It’s difficult to understand how a lively cast working from an impertinent script by two acclaimed novelists could create a completely charmless movie. But Cold Feet is just such an achievement.
The film is clearly intended as a lark, conceived as such by writers Tom McGuane (whose similar saga of the New West, Rancho Deluxe, had happier results) and Jim Harrison. However, the concept may be a bit too slight, too cute, too shaggy.
Cold Feet begins with a trio of lowlifes implementing a bizarre scheme in Mexico. They’ve laid their hands on a cache of emeralds and have had the gems surgically installed under the skin of a stallion. The horse passes through customs, and the three prepare to reap their fortune.
But then shiftless Monte (Keith Carradine) decides to take the horse and light out for his brother’s ranch in Montana. This causes some distress for Monte’s quasi-fiancee, Maureen (Sally Kirkland) and hit man Kenny (Tom Waits), who immediately follow Monte’s trail in their motorhome.

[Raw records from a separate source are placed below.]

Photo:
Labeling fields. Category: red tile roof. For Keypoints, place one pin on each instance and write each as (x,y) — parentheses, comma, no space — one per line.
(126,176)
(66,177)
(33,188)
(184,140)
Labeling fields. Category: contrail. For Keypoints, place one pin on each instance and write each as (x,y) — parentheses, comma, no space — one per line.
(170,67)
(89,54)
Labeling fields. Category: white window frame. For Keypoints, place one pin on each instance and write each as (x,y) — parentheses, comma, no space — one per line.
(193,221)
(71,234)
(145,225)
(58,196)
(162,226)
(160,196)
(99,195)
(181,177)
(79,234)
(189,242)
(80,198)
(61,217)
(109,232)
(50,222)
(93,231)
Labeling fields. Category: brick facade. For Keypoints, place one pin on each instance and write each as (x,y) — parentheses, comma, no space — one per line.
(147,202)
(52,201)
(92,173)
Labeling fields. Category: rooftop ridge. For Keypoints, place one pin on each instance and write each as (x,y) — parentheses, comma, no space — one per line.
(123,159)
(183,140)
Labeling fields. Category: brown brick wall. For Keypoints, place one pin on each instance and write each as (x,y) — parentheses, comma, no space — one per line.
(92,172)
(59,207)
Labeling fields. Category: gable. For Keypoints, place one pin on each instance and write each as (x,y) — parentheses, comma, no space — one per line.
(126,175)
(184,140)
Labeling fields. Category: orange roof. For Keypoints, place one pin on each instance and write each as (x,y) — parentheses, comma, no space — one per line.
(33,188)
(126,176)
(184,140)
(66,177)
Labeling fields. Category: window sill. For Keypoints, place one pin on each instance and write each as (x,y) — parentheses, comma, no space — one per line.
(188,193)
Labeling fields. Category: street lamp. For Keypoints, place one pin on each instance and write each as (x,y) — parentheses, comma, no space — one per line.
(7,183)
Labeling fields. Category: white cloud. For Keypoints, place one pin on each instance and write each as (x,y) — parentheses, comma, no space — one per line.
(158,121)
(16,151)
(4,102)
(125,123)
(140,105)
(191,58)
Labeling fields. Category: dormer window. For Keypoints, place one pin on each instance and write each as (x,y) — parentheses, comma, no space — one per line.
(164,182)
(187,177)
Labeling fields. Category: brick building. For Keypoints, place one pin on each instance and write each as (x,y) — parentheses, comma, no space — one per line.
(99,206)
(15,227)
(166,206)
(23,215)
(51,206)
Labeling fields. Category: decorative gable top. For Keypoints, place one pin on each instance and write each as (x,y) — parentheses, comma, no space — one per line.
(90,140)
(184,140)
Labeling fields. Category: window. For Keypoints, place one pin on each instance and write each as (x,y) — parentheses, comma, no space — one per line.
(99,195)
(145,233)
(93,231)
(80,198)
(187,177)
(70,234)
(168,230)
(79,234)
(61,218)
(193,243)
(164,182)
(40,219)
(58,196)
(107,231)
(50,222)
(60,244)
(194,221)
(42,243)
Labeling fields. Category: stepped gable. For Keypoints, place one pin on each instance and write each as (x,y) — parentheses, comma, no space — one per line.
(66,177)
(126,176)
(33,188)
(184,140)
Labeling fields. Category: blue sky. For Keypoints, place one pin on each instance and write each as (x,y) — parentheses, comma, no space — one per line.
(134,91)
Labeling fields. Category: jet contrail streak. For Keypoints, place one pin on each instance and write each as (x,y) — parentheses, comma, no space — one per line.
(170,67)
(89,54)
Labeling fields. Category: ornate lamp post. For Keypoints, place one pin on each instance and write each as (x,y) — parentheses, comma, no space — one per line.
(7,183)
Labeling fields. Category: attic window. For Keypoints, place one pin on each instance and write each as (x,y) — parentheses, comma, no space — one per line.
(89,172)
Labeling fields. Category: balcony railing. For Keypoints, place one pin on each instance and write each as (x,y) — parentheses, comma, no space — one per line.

Things go awry when Monte gets to the ranch of his brother (Bill Pullman), as Kenny and Maureen carry out their demented road trip. Kenny, who habitually refers to himself in the third person, meditates wanly that, “Kenny don’t wanna grow old as just another murderer,” while Maureen pours herself into a variety of spandex atrocities while looking for the next dinner- or bed-mate, whichever comes first.
Eventually everything works out and people generally get what they deserve. But the film wears out its welcome pretty early on; the sardonic black humor (directed by Robert Dornhelm, of Echo Park) is laid on with a heavy glove.
Which leaves the actors. Carradine is quietly funny (“Aw, Maureen, don’t make me have sex”), perhaps because he lets his co-stars do the outrageous material. Sally Kirkland, a 1987 Oscar nominee for Anna, is about as ripe as it’s possible to be without actually beginning to rot.
Singer Tom Waits shows again that he is a diverting actor. Even when Cold Feet grinds down, Waits is liable to be throwing some rant about how put upon and misunderstood he is, how unfair life is for professional killers. He’s the bright spot here.
First published in The Herald, May 30, 1989
It does sound worth a look, at least for Waits. It didn’t cause much of a ripple at the time. Rip Town plays a sheriff, and Jeff Bridges appears unbilled as a bartender. Dornhelm must have an interesting life: born in Romania, Oscar-nominated for a very successful documentary, The Children of Theatre Street (about the Kirov), lots of TV in Hollywood and Europe. I have no idea whether the final product was what McGuane and Harrison planned, only that it’s hard to believe they couldn’t come up with something better than this.